Laïcité is not inherently antireligious, as is sometimes assumed; one can be laïque and Catholic -- or Muslim -- at the same time. Rather, the concept is fundamentally liberal: the 1905 law (which is still on the books) mandates the privatization of religion precisely in order to guarantee its free exercise. If French people are less religious than Americans, it is not because of the laïcisation of state institutions but because of the secularization of French society. The real particularity of laïcité is the place it occupies in the French collective imagination. It is featured in the constitution -- an honor bestowed on state secularism by no other European state and by only a couple of other democracies. For some French citizens, it has even become a sort of civil religion.
If the Catholic Church has been considered problematic in France, Islam has been much more so. In fact, religion may be as enduring a fault line in France as race is in the United States. Islam has been distrusted in Europe since the Middle Ages, and modern French colonial authorities took care to institutionalize their suspicion in France's overseas territories. As early as the 1870s, they set up a two-tier system in Algeria under which local Catholics and Jews could become French but Muslims could not. Islam was seen as a barrier to Frenchness -- and in one way or another it still is today.

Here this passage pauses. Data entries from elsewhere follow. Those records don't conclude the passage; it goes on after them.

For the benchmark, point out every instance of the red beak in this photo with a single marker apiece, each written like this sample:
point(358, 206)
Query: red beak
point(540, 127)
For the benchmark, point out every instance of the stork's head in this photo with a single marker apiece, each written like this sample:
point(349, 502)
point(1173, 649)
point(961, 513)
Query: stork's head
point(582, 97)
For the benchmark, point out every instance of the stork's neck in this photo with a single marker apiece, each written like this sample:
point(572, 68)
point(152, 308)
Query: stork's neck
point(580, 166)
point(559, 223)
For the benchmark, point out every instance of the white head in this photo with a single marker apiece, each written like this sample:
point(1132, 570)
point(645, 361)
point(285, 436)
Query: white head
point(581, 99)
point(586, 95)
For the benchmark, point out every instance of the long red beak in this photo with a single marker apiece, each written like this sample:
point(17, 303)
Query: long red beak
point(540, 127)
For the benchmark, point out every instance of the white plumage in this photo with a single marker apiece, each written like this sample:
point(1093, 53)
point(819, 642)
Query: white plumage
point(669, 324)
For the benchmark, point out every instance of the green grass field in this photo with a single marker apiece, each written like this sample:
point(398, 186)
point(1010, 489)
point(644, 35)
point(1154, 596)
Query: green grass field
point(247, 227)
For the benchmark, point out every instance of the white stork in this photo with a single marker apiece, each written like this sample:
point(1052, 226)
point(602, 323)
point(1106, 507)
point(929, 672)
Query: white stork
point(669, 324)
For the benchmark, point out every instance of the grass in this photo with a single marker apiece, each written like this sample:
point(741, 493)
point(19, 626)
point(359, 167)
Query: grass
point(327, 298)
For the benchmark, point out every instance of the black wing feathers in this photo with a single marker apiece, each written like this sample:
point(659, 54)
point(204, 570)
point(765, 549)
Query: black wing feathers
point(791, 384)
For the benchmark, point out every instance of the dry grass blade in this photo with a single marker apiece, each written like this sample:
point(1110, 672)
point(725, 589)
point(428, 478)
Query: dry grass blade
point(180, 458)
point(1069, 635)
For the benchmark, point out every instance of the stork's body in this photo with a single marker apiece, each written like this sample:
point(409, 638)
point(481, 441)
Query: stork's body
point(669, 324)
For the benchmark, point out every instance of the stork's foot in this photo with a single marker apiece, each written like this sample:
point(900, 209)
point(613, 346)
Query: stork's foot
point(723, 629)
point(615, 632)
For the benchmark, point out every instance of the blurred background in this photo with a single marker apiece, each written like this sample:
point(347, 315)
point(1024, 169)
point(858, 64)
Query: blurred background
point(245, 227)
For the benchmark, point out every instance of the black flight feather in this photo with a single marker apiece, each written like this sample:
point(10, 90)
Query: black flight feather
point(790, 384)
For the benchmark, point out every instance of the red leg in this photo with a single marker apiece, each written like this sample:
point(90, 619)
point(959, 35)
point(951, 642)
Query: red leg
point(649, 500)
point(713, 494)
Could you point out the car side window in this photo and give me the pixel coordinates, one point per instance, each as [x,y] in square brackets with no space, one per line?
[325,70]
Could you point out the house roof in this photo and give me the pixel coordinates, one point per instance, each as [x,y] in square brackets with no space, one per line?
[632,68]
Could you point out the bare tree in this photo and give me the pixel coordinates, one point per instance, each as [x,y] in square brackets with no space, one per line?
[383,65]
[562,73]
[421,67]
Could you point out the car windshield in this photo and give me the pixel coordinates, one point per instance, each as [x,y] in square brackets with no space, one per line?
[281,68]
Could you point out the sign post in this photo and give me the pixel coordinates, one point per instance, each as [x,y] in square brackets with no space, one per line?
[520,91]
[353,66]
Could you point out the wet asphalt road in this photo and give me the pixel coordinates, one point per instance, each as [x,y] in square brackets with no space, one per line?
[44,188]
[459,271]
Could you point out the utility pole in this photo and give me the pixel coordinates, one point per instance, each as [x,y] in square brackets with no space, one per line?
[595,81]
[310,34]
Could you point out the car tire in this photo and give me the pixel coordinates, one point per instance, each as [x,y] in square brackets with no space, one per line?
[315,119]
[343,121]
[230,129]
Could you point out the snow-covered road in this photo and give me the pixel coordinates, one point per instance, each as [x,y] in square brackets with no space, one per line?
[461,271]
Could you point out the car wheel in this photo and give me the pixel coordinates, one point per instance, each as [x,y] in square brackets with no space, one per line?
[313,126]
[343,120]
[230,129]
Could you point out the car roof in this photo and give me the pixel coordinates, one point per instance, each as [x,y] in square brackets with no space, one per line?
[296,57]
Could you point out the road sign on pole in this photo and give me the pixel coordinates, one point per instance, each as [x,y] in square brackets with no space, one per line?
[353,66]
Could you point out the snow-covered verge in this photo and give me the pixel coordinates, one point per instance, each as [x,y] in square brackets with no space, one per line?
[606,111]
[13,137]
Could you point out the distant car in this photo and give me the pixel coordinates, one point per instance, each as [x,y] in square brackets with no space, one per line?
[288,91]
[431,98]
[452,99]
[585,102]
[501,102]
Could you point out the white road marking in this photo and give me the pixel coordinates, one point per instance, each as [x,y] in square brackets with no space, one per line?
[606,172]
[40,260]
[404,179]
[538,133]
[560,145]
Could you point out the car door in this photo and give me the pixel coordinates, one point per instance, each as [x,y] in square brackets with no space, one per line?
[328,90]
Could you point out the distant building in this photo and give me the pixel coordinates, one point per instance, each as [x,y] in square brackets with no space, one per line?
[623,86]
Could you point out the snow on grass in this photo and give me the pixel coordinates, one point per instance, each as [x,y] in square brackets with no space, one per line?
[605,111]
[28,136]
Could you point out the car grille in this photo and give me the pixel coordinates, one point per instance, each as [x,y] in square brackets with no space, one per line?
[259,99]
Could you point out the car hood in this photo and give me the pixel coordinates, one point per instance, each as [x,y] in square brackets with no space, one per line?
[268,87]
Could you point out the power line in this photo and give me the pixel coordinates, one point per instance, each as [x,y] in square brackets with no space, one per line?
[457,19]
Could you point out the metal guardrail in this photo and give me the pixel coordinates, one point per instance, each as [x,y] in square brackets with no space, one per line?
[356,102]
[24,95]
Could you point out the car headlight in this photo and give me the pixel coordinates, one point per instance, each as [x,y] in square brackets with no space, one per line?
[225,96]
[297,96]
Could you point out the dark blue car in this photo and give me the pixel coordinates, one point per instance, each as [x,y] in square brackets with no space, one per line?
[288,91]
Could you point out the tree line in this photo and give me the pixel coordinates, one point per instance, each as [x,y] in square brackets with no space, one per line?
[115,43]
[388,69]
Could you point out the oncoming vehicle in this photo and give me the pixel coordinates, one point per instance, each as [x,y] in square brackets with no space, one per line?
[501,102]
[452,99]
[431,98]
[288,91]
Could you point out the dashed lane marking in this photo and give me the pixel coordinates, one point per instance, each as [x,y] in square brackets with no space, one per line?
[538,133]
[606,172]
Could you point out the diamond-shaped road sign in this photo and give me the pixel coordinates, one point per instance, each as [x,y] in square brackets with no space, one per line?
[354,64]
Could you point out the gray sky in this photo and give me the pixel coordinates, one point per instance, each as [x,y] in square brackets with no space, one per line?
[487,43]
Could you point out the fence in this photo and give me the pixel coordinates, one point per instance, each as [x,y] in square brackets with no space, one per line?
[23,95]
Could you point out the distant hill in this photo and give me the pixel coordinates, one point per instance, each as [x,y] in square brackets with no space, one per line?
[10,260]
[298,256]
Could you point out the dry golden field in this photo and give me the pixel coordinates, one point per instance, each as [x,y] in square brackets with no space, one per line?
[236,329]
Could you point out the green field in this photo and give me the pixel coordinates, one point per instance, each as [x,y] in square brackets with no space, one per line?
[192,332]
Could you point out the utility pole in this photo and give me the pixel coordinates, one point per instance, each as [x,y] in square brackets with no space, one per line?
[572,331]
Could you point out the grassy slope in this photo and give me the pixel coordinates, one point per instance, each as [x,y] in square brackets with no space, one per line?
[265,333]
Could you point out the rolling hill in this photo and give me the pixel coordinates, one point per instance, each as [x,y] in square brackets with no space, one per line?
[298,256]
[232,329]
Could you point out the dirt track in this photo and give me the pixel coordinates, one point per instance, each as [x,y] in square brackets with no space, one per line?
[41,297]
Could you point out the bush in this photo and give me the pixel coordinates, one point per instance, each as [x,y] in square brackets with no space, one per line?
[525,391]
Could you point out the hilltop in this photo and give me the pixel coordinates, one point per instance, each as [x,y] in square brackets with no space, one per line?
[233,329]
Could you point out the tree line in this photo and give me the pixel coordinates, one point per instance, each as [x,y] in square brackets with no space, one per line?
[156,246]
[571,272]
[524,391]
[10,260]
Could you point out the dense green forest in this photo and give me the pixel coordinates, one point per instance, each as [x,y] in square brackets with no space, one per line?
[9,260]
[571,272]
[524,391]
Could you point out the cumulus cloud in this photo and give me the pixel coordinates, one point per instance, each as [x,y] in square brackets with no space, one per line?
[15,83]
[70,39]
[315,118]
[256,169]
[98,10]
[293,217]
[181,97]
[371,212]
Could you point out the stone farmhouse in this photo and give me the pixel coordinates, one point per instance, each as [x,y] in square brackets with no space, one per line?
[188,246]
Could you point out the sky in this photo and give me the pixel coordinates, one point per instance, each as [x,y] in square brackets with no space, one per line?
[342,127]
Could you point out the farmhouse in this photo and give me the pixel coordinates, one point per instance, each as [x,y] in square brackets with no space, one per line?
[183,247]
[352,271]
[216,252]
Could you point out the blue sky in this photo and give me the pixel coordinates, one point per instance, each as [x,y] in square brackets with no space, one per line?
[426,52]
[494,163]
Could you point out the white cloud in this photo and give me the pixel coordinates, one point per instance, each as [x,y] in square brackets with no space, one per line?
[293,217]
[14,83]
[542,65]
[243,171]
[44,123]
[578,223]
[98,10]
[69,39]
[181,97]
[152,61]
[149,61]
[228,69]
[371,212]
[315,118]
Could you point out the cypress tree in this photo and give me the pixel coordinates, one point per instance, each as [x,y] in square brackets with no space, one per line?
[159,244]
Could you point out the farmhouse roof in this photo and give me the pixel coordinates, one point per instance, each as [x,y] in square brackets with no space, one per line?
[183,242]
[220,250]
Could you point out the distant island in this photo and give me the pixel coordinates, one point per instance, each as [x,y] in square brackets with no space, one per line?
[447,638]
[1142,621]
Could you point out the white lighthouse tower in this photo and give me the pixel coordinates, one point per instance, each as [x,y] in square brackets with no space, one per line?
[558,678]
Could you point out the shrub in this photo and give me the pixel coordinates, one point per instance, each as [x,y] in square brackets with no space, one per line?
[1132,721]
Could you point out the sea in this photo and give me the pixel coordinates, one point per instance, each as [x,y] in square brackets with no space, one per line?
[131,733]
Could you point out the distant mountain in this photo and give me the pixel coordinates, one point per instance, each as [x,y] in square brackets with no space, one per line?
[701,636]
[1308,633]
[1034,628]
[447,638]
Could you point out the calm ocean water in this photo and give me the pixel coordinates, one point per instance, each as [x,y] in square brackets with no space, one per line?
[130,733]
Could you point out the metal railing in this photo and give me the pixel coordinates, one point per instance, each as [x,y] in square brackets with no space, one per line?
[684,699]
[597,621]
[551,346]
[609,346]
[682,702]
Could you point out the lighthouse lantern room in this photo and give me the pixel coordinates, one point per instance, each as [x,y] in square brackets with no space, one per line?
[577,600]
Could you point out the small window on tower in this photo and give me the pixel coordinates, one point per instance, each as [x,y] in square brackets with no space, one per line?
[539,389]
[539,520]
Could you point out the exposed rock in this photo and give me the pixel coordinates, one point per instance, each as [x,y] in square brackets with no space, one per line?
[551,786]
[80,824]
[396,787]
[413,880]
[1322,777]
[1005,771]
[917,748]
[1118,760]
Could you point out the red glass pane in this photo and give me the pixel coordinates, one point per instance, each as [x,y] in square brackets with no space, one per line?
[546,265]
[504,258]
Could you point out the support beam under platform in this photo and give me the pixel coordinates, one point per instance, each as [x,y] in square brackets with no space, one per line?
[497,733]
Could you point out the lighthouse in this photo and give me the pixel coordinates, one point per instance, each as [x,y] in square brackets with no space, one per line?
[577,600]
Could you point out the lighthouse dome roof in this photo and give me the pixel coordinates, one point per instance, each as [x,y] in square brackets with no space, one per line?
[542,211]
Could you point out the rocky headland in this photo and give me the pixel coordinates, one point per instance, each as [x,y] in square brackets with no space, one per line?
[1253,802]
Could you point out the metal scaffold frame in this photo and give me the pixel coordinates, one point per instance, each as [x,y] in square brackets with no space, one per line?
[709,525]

Immigration from North Africa to France proper remained modest until World War II, but it picked up during the postwar boom, when France's factory lines needed extra bodies. About a million guest workers came during the 1960s. But after the 1973 oil crisis, France shut its borders, offering those foreigners it already employed the option of staying and being joined by their families. Some immigrants were naturalized then, and many of their children were granted citizenship by virtue of having been born in France. (The term français issus de l'immigration [FII] has recently arisen to describe this population and all other naturalized immigrants and their descendants.) With this status came thorough acculturation, thanks partly to strict linguistic requirements. But as a group of outsiders in the midst of an economic crisis, the immigrants and their offspring faced persistent unemployment.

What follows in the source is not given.